Want to cash in your SPG and Marriott points for a yacht cruise? That may soon be possible, as Ritz-Carlton, Marriott International Inc.'s flagship luxury brand, announced a seafaring expansion Thursday.

As part of the newly minted Ritz-Carlton Yacht Collection, the five-star hotel brand will launch three small, ultra-luxury ships with laid-back itineraries and spacious, open-concept design schemes that flip the traditional cruise experience on its head. The maiden vessel will pull out of the shipyard late in 2019, with bookings opening next May—marking the first time that a hotel company hits the high seas.

“You have to diversify your business,” Ritz-Carlton Chief Executive Hervé Humler told Bloomberg during an exclusive preview. After successful expansions into branded residences and six-star resorts (which Ritz-Carlton operates under its ultra-premium Reserve emblem), Humler says there were ample data to support a cruise venture. One key statistic, he says, is that the cruise sector has expanded by an average of 8.5 percent each year since 1981. For all that rise in demand, there have been few new ships on the ultra-premium spectrum.

This, combined with company-supplied data claiming that 400,000 Ritz-Carlton guests are cruisers, means there’s both a built-in customer base and a solid marketing opportunity at play. “We only need 12,000 passengers to fill up a ship [each year], so if we don’t exceed [capacity], we’ll be pretty close to it.”

So how will Humler compete with established ultra-luxury players such as Crystal Cruises, Seabourn, Silversea, and Regent Seven Seas? By building the anti-cruise ship, he says—with an emphasis on space, privacy, and flexibility—something he’s worked to perfect over the course of 12 years.

The Maserati Effect
Fredrik Johansson, owner and executive project director of Tillberg Design of Sweden, has designed quite a few ships: Viking, Norwegian, Azamara, Costa, Cunard … the list goes on. But the Ritz-Carlton project represents the first time he’s designing a cruise line’s maiden ship and creating design standards from scratch, “a groundbreaking opportunity,” he says. “We’re designing these ships to turn heads.”

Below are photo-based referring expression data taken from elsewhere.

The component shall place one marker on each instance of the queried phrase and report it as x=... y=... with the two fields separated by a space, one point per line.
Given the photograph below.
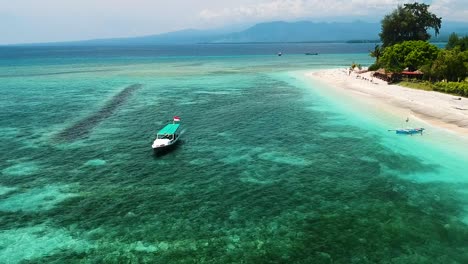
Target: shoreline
x=438 y=109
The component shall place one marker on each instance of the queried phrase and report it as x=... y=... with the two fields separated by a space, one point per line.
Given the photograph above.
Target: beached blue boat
x=410 y=131
x=167 y=136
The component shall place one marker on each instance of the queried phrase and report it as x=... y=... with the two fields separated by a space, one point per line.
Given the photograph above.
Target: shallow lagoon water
x=271 y=169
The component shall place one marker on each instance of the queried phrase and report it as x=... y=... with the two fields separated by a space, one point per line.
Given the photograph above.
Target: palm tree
x=376 y=53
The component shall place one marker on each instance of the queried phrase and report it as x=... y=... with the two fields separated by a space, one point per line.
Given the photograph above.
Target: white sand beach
x=442 y=110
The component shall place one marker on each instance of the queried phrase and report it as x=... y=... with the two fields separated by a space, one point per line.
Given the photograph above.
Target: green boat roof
x=169 y=129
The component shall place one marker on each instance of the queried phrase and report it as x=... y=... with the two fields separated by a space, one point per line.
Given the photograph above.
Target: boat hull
x=410 y=131
x=160 y=150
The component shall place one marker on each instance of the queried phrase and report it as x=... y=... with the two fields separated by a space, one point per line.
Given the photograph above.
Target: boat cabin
x=170 y=132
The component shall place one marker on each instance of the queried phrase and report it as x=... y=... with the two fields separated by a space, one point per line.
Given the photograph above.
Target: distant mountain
x=278 y=31
x=305 y=31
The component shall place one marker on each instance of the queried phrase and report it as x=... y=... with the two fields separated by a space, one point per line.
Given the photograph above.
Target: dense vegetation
x=405 y=46
x=409 y=22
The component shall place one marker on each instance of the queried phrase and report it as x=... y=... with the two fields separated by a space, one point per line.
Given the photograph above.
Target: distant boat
x=409 y=131
x=167 y=137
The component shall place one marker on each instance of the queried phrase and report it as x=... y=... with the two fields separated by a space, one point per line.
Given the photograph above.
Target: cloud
x=291 y=9
x=452 y=10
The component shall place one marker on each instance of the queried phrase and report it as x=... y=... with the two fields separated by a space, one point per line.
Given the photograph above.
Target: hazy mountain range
x=279 y=31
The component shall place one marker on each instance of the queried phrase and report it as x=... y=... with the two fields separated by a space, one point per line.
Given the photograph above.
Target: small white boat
x=167 y=136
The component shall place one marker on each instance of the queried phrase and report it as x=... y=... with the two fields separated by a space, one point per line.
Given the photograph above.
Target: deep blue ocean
x=272 y=166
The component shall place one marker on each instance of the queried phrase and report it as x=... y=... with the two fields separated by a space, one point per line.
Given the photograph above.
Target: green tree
x=409 y=54
x=376 y=53
x=450 y=65
x=409 y=22
x=453 y=41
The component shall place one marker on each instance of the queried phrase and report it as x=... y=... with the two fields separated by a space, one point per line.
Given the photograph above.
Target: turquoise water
x=273 y=167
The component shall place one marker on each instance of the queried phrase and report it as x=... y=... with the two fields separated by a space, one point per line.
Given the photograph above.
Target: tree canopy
x=409 y=54
x=409 y=22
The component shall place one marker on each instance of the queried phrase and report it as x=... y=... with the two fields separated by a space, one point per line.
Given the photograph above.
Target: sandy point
x=438 y=109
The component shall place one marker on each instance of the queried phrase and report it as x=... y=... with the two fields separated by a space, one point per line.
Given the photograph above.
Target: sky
x=33 y=21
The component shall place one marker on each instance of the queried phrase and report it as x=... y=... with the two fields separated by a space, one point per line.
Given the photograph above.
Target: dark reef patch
x=82 y=128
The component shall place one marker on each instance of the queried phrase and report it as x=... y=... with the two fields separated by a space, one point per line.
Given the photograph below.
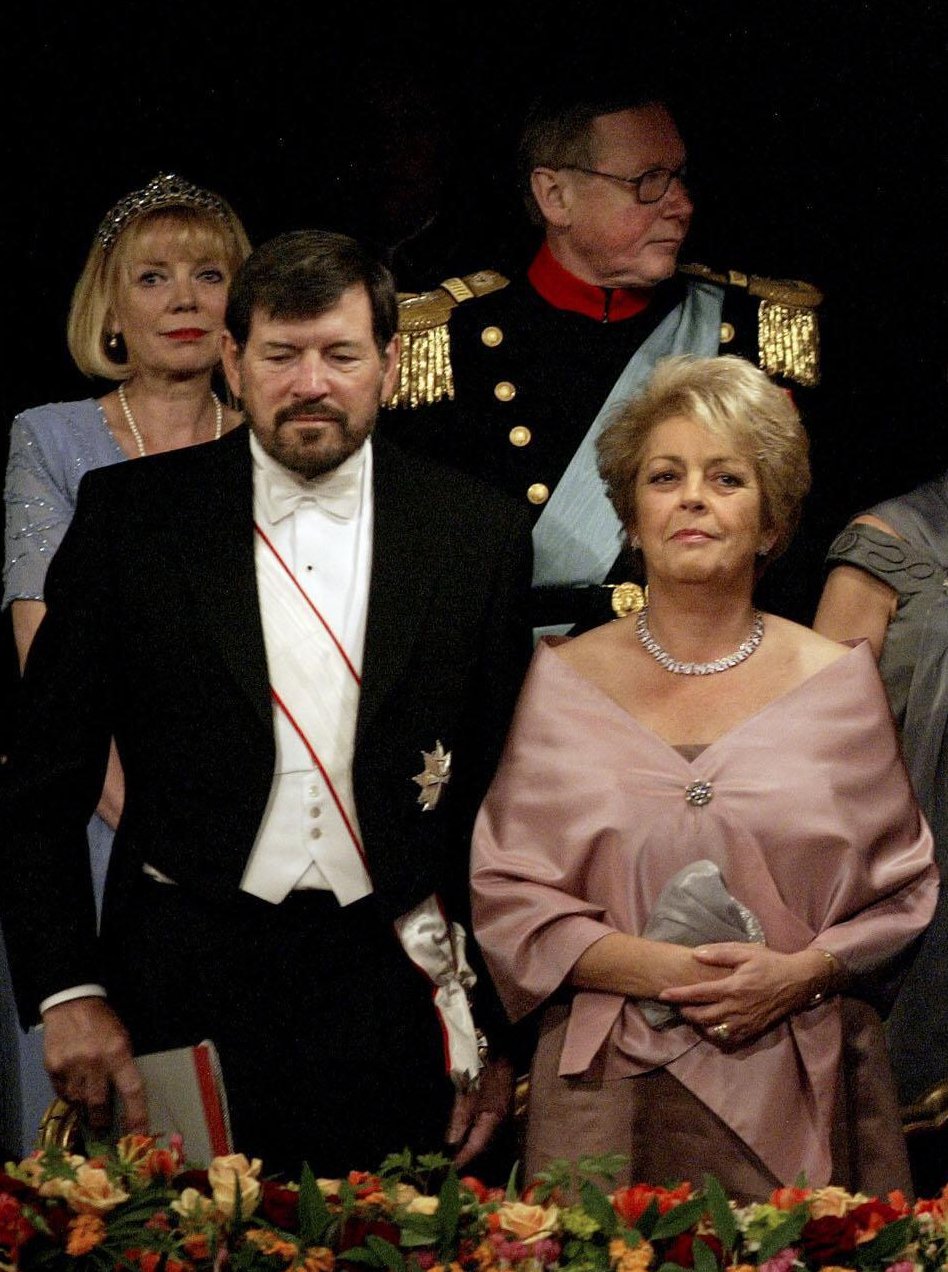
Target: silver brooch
x=434 y=775
x=699 y=794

To that end, he drew inspiration from superyachts such as Azzam, Eclipse, and Nauta—as well as Maserati—rather than from his competitors.

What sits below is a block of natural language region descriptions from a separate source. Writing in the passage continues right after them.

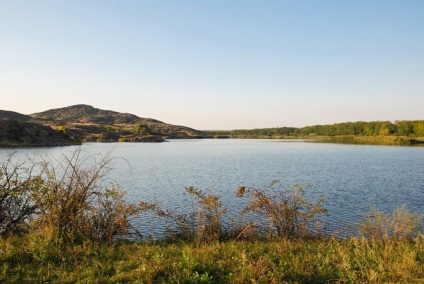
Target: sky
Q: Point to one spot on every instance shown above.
(217, 64)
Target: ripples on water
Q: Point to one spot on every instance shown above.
(352, 178)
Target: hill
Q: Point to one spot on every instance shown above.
(15, 133)
(86, 123)
(11, 115)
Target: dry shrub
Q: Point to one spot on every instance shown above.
(399, 225)
(204, 224)
(287, 210)
(16, 186)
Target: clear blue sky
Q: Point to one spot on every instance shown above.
(217, 64)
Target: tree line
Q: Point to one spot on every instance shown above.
(412, 128)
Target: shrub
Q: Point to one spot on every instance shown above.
(74, 205)
(16, 186)
(204, 224)
(287, 210)
(400, 224)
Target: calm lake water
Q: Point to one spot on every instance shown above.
(352, 178)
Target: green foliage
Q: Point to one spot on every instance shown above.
(24, 260)
(16, 186)
(204, 224)
(66, 204)
(413, 128)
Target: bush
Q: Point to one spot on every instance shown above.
(287, 210)
(74, 205)
(399, 225)
(204, 224)
(68, 203)
(16, 186)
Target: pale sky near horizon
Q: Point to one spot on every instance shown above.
(221, 64)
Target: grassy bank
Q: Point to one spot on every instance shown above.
(294, 261)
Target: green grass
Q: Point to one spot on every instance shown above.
(29, 259)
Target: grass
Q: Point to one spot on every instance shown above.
(356, 260)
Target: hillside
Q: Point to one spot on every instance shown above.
(11, 115)
(88, 124)
(15, 133)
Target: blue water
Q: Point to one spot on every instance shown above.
(352, 178)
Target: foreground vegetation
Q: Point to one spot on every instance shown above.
(357, 260)
(62, 224)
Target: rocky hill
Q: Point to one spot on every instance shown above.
(11, 115)
(86, 123)
(14, 133)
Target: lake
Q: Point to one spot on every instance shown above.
(352, 178)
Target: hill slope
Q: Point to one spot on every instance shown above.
(86, 123)
(15, 133)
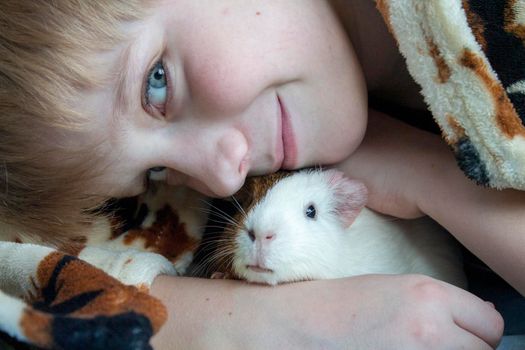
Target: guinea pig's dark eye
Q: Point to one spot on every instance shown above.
(310, 211)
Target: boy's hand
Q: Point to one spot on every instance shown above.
(381, 312)
(409, 172)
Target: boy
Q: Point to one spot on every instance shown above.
(209, 92)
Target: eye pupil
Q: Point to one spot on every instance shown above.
(311, 212)
(159, 74)
(157, 77)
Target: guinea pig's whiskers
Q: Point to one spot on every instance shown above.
(239, 207)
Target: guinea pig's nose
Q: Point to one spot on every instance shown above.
(266, 236)
(269, 236)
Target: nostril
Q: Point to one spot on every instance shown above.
(270, 236)
(251, 234)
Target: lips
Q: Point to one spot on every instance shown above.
(288, 138)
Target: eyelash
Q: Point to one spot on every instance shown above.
(152, 109)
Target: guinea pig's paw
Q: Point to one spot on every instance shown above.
(350, 195)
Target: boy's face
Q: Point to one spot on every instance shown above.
(218, 90)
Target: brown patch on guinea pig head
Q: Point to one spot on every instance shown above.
(256, 187)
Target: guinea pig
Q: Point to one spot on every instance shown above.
(313, 224)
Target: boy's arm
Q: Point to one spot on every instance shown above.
(365, 312)
(410, 172)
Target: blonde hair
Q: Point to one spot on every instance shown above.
(44, 51)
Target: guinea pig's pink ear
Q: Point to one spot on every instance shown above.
(350, 195)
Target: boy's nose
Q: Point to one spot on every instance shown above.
(216, 163)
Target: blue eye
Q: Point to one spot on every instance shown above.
(157, 87)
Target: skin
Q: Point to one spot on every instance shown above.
(222, 121)
(228, 62)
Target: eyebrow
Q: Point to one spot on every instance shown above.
(125, 76)
(133, 64)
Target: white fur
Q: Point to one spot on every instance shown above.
(321, 248)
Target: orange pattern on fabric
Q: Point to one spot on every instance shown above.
(506, 116)
(510, 24)
(167, 236)
(79, 277)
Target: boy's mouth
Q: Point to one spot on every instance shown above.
(288, 138)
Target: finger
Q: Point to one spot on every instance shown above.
(466, 340)
(478, 317)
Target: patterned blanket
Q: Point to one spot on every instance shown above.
(468, 56)
(92, 292)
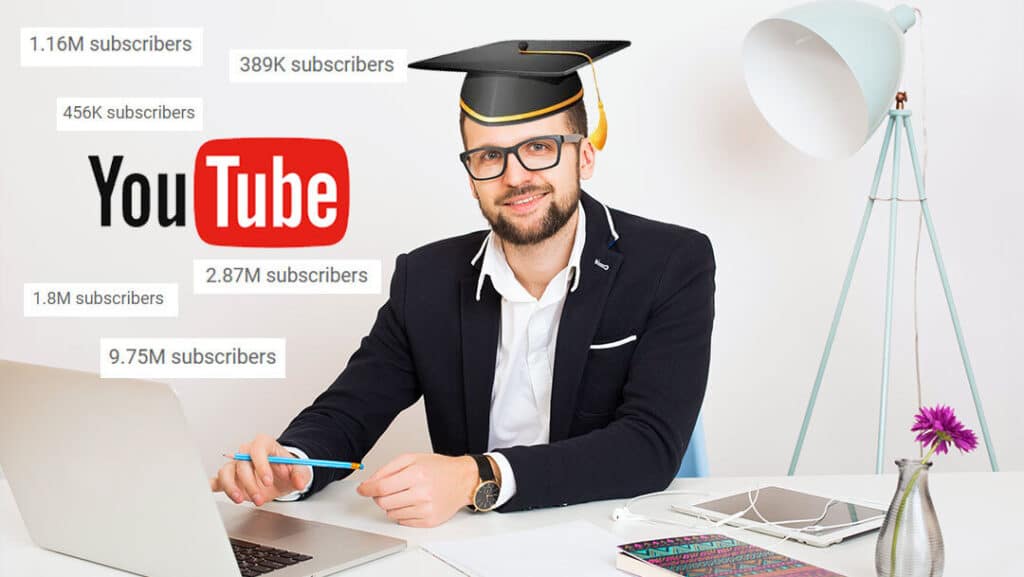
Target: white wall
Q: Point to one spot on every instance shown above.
(686, 146)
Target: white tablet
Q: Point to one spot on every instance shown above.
(810, 519)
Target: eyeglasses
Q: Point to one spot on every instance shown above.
(539, 153)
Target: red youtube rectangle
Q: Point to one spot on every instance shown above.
(271, 192)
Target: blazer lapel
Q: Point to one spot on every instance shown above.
(583, 310)
(480, 325)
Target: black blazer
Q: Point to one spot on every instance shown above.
(621, 417)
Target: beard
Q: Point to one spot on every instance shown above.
(552, 221)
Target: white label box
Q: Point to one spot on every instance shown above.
(286, 277)
(112, 47)
(316, 66)
(129, 115)
(101, 299)
(192, 358)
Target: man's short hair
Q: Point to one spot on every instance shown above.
(576, 118)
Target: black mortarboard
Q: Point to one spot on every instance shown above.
(522, 80)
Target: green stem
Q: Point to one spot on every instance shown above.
(902, 505)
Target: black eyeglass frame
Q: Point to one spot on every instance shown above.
(514, 150)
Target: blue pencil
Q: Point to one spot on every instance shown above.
(295, 461)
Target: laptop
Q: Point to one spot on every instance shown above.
(105, 470)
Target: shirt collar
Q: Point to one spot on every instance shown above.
(495, 262)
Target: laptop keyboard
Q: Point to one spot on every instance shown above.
(257, 560)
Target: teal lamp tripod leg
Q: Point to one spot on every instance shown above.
(949, 295)
(887, 345)
(842, 297)
(897, 119)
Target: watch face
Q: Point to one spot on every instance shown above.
(486, 495)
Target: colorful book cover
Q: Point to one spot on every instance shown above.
(719, 555)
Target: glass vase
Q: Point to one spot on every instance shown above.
(918, 550)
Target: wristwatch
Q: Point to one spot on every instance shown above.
(485, 494)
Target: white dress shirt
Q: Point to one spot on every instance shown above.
(520, 399)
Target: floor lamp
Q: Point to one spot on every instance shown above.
(824, 76)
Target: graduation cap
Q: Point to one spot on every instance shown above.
(522, 80)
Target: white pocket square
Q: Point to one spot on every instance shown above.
(613, 343)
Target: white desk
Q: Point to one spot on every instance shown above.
(979, 512)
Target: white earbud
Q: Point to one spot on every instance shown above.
(622, 513)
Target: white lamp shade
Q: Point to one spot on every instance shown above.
(824, 74)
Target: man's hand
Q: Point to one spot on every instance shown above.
(259, 481)
(423, 490)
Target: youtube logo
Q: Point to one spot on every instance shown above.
(270, 192)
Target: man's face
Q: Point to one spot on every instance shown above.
(522, 206)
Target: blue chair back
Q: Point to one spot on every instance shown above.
(695, 460)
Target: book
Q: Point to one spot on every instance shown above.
(718, 555)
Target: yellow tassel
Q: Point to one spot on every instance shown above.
(600, 134)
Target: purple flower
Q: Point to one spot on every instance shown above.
(938, 426)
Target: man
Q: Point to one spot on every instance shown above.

“We wanted a look that was very slender, long, and elegant,” said Johansson. “Most ships in port look the same—but this won’t. I’m looking for the Maserati effect. I want people to see it and wonder how stunning it is on the inside.”

He thinks of the 190-meter (623-foot) vessels as hybrids between ultra-luxury small ships and yachts. If small cruisers carry about 650 passengers, on average, and a typical superyacht can hold a couple dozen, these are right in between, with 298 passengers in 149 suites—comparable only to Ponant’s 132-room ships.

Compared with Ponant, though, Ritz-Carlton’s ships are about 200 feet longer, to accommodate enormous staterooms and an abundance of dining options, amenities, and public spaces—at least as many as what you’d expect to find on a much-larger 600-passenger ship. The end product will offer more choices, more places to hide away (both public and private), and the utmost flexibility in your day-to-day schedule.